What do you like to listen to when you’re working?
I love to listen to moody often instrumental music – especially the likes of Takagi Masakatsu. He is a Japanese visual artist that combines mixed media into his work. His music is experimental and raw, and he has a fantastical way of evoking a sense of place.
Your work reminds us of picture books from our childhood. Do you have a favourite book or movie from when you were a kid?
The Mystery of the Blue Arrow by Chuck and David McKee. An all-time favourite book of mine! I am also just as fond of the ‘Mr Benn’ series. McKee’s drawings are always filled generous urban details of London. As a kid, I will use my finger and pretend it was a little character to wander the streets, talk to other characters in the book and explore alleyways.
Where can we find you on your days off?
You can find me far away from hustle and bustle of life, either hiking in the mountains, or in my backyard looking for caterpillars and moths.
Favourite winter beverage?
Rich hot chocolate with a side of marshmallow! Wait… a mountain of marshmallows!
What’s next on the horizon for you?
I am in the process of creating two music videos for two talented Australian musicians, and I’ll be announcing this in the next couple of months! In my own time, I am focusing on personal ventures. I am planning my first solo exhibition for sometime next year. It will incorporate large installations of hand-made houses and interactive media. I want it to be a visceral experience for those who do visit – so do look forward to that!
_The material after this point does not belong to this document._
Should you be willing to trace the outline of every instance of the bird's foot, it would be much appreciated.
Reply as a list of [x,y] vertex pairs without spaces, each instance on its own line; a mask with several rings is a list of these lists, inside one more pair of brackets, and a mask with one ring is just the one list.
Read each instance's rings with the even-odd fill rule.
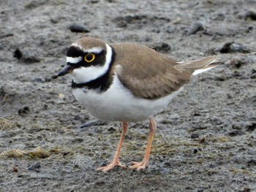
[[127,169],[128,167],[127,165],[121,164],[119,161],[113,161],[110,164],[108,164],[107,166],[102,166],[102,167],[99,167],[96,170],[97,171],[102,171],[102,172],[108,172],[108,171],[113,169],[116,166],[121,166],[123,169]]
[[132,161],[132,166],[129,166],[129,169],[140,171],[140,169],[145,169],[148,164],[143,161],[141,162]]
Where can people see more of your work?
I’ve recently finished a moving artwork with my creative partner Baron Chau, commissioned by Transport for New South Wales for Wynscreen 2017. Titled “Past Journeys of the Near Future”, the animation piece explores slow travel within our fast-paced culture. The emphasis is on the experience of journeys rather than arriving at your destination. As such, we rekindle appreciation by taking the traveller across enchanted but familiar worlds where they are confronted with fantastical situations starting from Wynyard Station.
“Past journeys of the near future” is now shown to the public during the month of July across a unique 22 metre wide screen, every second day from 3pm at mezzanine level of Wynyard Station’s Clarence Street entrance, Sydney.